Lesson 18: Anecdotal Evidence

Spot the Faulty Logic

“My grandpa smoked his whole life and lived to be 95, so smoking can’t be that dangerous.”

Discussion: Talk with your teacher about this example. What’s the problem with using this one story as proof?

How/Why It’s Often Used

Stories are powerful and memorable. We naturally relate to personal experiences more than statistics or studies. When someone tells a vivid story about their own experience, it feels more real and convincing than abstract data.

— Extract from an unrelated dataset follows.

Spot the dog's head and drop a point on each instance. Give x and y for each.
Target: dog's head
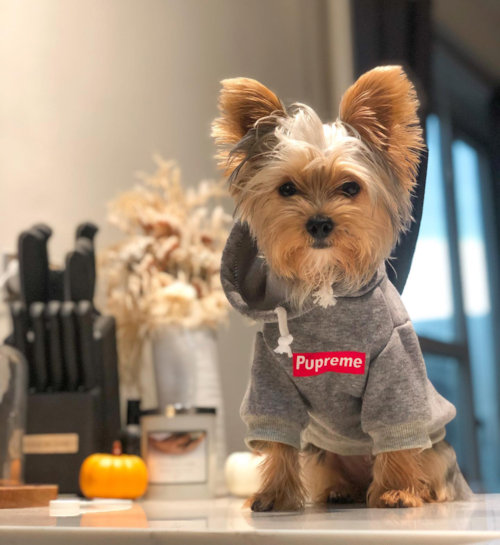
(326, 203)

This fallacy often appears in discussions about health, success, products, and practices. It’s easy to find one person whose experience supports almost any claim. People use anecdotes to argue for miracle cures, get-rich-quick schemes, and all kinds of beliefs.

Anecdotal Evidence in Action

Did you spot the faulty logic?

One person living long despite smoking doesn’t disprove the well-documented health risks. This grandfather might have had unusual genes, or other factors in his favor. The scientific evidence from millions of cases clearly shows smoking is dangerous, even if some individuals are exceptions.

Second Example

“My friend dropped out of college and now she’s a millionaire. You don’t need an education to be successful!”

The Flaw

One friend’s success doesn’t prove that dropping out is a good strategy in general. For every dropout who succeeds, many others struggle. We need to look at outcomes for many people, not just one memorable story.